Une simple gouttelette de salive séchée suffit pour identifier, par spectroscopie Raman, si une personne est infectée ou non par le virus de la COVID-19 (Crédit : Amber et al, JBO)
La pandémie nous aura permis de nous familiariser avec des techniques utilisées pour identifier la présence de virus comme la PCR et les tests immunochimiques. Si ces approches s’avèrent précises et fiables jusqu’à un certain degré, elles s’accompagnent toutefois de certains défauts.
La PCR, par exemple, implique le transport d'échantillons vers un laboratoire clinique où les tests sont effectués, ce qui mène parfois à des défis logistiques, mais surtout à un délai d’obtention du résultat. Comme pour les tests immunologiques, cette technique requiert aussi l’utilisation de réactifs et de matériel qui en bout de course ont un impact environnemental indéniable.
Dans l'article que son équipe et lui publient aujourd’hui, le professeur titulaire au Département de génie physique de Polytechnique Montréal, Frédéric Leblond, présente une alternative basée sur la spectroscopie Raman et l’apprentissage automatisé, une forme d’intelligence artificielle (IA). L’approche permet de déterminer si une personne est infectée ou non par le virus qui cause la COVID-19 grâce à une simple gouttelette de salive déposée sur une lamelle.
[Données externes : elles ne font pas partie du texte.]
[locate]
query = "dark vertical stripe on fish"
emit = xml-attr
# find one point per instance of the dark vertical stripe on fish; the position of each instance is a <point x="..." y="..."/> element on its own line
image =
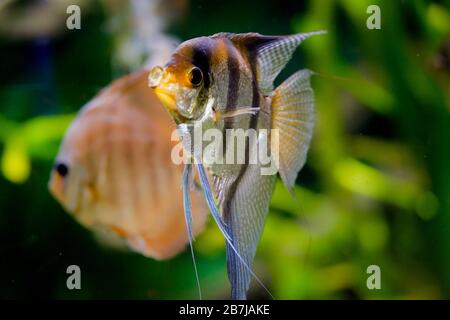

Trouver la signature de la COVID-19

Katherine Ember, stagiaire postdoctorale qui signe l'article comme première auteure, et Pr Frédéric Leblond
L'équipe de recherche du Pr Leblond a d’abord analysé 37 échantillons de salive provenant de patients atteints de la COVID-19 en plus de 513 autres prélevés chez des patients sains afin d’entraîner un outil d’apprentissage automatisé à discriminer les échantillons provenant d’individus infectés ou sains.
Dans chaque cas, une simple gouttelette de salive séchée sur une lamelle a servi à l’entraînement. Placé sous la lentille d’un microscope, l’échantillon a été analysé par spectroscopie Raman, conduisant à la création d’une série de « spectres de diffusion Raman ». Ces sortes d’images ne renseignent aucunement l’œil d’un humain, mais cachent une signature de la COVID-19 reconnue par l’outil d’IA.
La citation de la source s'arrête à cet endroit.